My guess is that this compresses less efficiently as you would have to shard the dictionaries. Might be close though for large files. I was surprised that there were no speed or efficiency comparisons in the README.
The max window size for zlib is 32 KB, so I don't think the default sharding at 128 KB would change much. You can pass the -b parameter if you find out a bigger shard works better on your data.
If you are looking for details of the design of pigz, there is a very well-documented overview in the source of pigz.c:
I tested it on a 680 MB of text. gzip compresses to 246.0 MB. pigz compresses to 245.5 MB. I see similar percent change on a 3.8 MB text file. So they are approximately equivalent.
First, thanks for the numbers, it's useful to see real world examples.
Second, and this isn't meant to be a critique (I'm just trying to understand phenomena I see), is there a reason you prefer presenting it as a percentage decrease? Every time I read "X% decrease" I feel obliged to read the source numbers because I'm never sure if the person is using the terminology correctly or not (you are), since so often people mess that up. For myself, I generally use "X ran in Y% of the time Z took." specifically because I don't want people to misinterpret. Is the "X% decrease" presentation preferred/taught, or considered standard? Am I alone in feeling it's more likely to be misinterpreted?
(Sorry your comment is the one I brought this up on, I've just been wondering this for a while.)
In my experience, it is more typical to use percent change or relative change in the physical sciences and this is how I was taught. Just to be clear, if you have values t1 and t2, the relative change is (t1-t2)/t1. There is a 1 to 1 correspondence with what you described which is t2/t1.
I think teej explained it well. If I say "the new value is +20% or -20%", it is immediately obvious those have the same magnitude and opposite direction. But, for some people, when I say "the new value is 120% or 80% of the old value", it is not immediately obvious that they have the same magnitude. It requires a small extra step for the reader to realize that this means the same amount of relative change.
I always state as relative change. I find that people can get really confused if you were to say "X ran in 110% in the time of Y" even though it is stated in a clear way.
My preferred way of communicating this concept is "we observed a +10% change in X compared to Y." I always use a +/- sign and this helps signal that I'm talking about a relative change.
If I am comparing percents, I'll always specify "relative" or "absolute" change though I prefer to use relative change. Occasionally if the change is small, I will use basis points instead of percents to communicate absolute change.
The input blocks, while compressed independently, have the last 32K of the previous block loaded as a preset dictionary to preserve the compression effectiveness of deflating in a single thread.
I'll check it out. However, if you have to wait for the previous block to compress the following block, I don't see how you can parallelize it completely. My assumption is that you would have to shard the file at a higher level and still compress those shards independently. That should get close to the same results as using a sequential compressor but for small file sizes both this effect and Amdahl's law would start to show its head. I suppose you could get around that by not parallelizing compression at some minimum size automatically.

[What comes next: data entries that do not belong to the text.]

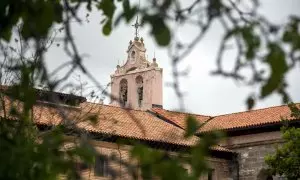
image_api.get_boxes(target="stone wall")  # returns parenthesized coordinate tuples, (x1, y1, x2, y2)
(232, 143, 279, 180)
(208, 158, 233, 180)
(80, 140, 233, 180)
(80, 141, 133, 180)
(222, 131, 284, 180)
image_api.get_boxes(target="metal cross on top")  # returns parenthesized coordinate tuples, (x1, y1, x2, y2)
(132, 15, 141, 38)
(132, 0, 141, 38)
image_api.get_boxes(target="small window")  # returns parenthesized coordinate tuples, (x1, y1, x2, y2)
(94, 155, 109, 177)
(131, 51, 136, 58)
(208, 169, 214, 180)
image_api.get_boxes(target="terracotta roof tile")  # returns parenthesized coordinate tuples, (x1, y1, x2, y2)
(199, 104, 299, 132)
(1, 97, 199, 146)
(0, 96, 235, 153)
(33, 102, 234, 152)
(152, 105, 300, 133)
(77, 103, 199, 146)
(151, 108, 212, 129)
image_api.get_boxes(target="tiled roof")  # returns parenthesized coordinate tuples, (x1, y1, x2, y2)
(151, 108, 212, 129)
(1, 97, 199, 147)
(200, 104, 299, 132)
(0, 93, 235, 153)
(78, 103, 199, 146)
(152, 105, 299, 133)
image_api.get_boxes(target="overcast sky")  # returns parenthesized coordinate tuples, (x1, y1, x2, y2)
(45, 0, 300, 115)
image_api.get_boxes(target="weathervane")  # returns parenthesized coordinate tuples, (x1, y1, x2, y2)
(132, 0, 141, 39)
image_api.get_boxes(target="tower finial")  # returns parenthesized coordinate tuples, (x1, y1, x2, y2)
(132, 0, 141, 39)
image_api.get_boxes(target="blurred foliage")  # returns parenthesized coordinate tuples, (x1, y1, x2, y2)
(1, 0, 300, 109)
(130, 116, 224, 180)
(265, 103, 300, 179)
(0, 119, 94, 180)
(0, 0, 300, 179)
(0, 65, 96, 180)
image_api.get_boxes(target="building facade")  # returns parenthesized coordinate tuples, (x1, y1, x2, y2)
(101, 32, 299, 179)
(1, 29, 299, 180)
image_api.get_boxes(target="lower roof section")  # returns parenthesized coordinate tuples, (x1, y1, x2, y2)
(151, 104, 300, 135)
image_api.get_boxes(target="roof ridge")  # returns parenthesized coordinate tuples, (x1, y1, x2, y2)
(152, 107, 212, 117)
(214, 103, 299, 118)
(85, 102, 300, 118)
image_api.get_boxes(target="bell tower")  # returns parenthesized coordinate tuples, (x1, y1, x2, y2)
(110, 20, 163, 110)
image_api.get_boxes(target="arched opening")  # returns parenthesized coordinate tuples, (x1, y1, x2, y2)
(131, 51, 136, 58)
(136, 76, 143, 107)
(119, 79, 128, 107)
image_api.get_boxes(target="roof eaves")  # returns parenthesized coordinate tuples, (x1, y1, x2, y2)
(197, 118, 300, 135)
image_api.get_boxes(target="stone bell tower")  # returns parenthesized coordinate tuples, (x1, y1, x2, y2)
(110, 20, 163, 110)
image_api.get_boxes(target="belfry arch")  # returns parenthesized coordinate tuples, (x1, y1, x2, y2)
(135, 76, 143, 107)
(119, 79, 128, 107)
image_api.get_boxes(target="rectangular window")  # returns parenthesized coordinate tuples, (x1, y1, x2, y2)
(208, 169, 214, 180)
(94, 155, 109, 177)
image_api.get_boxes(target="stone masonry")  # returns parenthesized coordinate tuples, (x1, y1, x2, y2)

> However, if you have to wait for the previous block to compress the following block, I don't see how you can parallelize it completely.
That above is not what the man-page says. The block size for any given session is fixed, so you know the boundaries of each block prior to compression.

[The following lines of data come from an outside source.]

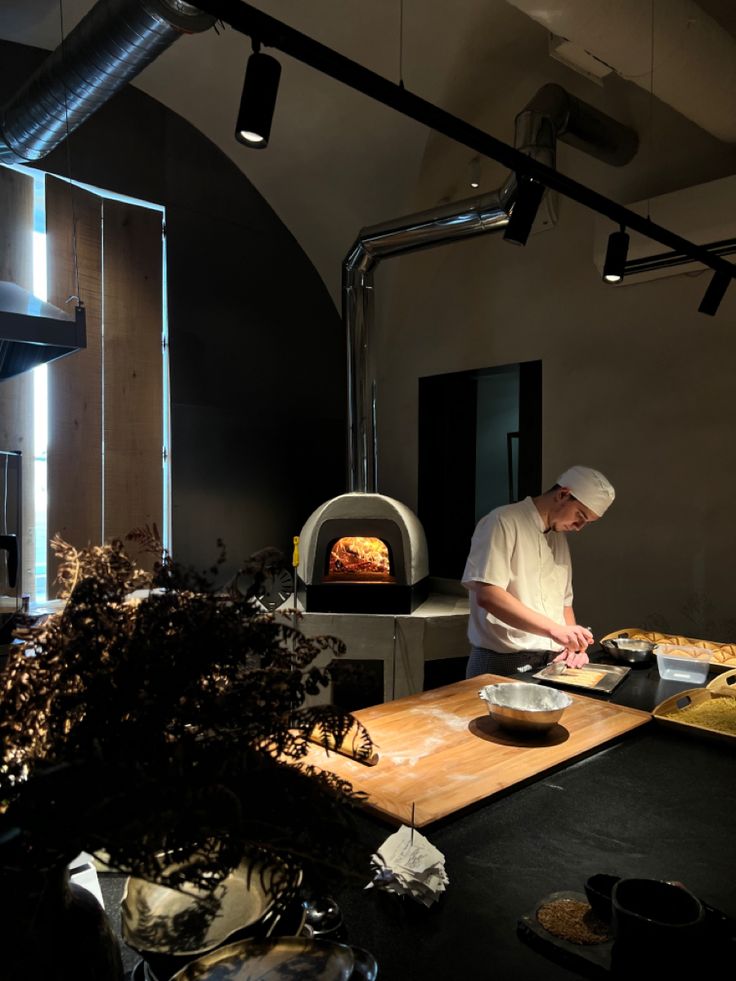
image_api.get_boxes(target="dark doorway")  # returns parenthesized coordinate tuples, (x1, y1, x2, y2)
(418, 360, 542, 579)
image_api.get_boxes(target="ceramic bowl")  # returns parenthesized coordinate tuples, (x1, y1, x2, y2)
(121, 855, 298, 958)
(584, 873, 621, 921)
(612, 877, 705, 945)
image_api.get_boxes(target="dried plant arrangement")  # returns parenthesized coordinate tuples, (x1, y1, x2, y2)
(0, 529, 374, 902)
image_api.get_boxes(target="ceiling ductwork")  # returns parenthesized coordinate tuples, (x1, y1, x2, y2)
(344, 84, 638, 493)
(506, 0, 736, 144)
(0, 0, 214, 164)
(0, 0, 214, 381)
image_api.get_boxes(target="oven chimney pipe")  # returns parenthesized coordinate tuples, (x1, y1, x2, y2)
(343, 83, 638, 493)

Each block has a copy of the last 32kbytes of data at the end of the prior block.
The algorithm used by gzip compresses by finding repetitive strings in the last seen 32kbyte window of uncompressed data, so there is no compression dependency between blocks, even with a copy of the last 32k of uncompressed data from a prior block being present for the current block.
There's no "generating" of a dictionary. The gzip algorithm is based upon the "dictionary" being the last seen 32k bytes of uncompressed data based upon where in the file the compressor is presently working (technically in compression circles it is a 'windowed' algorithm, not a 'dictionary' algorithm). It compresses by finding a repetitive string in that 32k window that matches a string at the current ___location, and outputting an instruction that says (in effect): "seek backwards in the uncompressed data 200 bytes, then copy 100 bytes from there to here".
So as long as each parallel block has pre-pended the final 32k of the prior block, the output from the compression algorithm will be identical between a straight sequential compression and a pigz parallel compression. Because at byte 0 of the current block, the 32k window of the uncompressed prior block is available to perform matching against, just as if it were running sequentially.
The only growth from pigz comes from needing to round each parallel compressed block up to a multiple of 8 bits (the huffman codes that are output are bitstrings that don't match with 8-bit byte boundaries). But worst case that is 7 bits per block for each parallel block. Given the performance gains on multiple CPU systems, a few hundred bytes net increase is not likely to matter. If those few hundred bytes did matter, then one should use bzip2 or lzip or xz and get much higher compression ratios (at the expense of much longer time).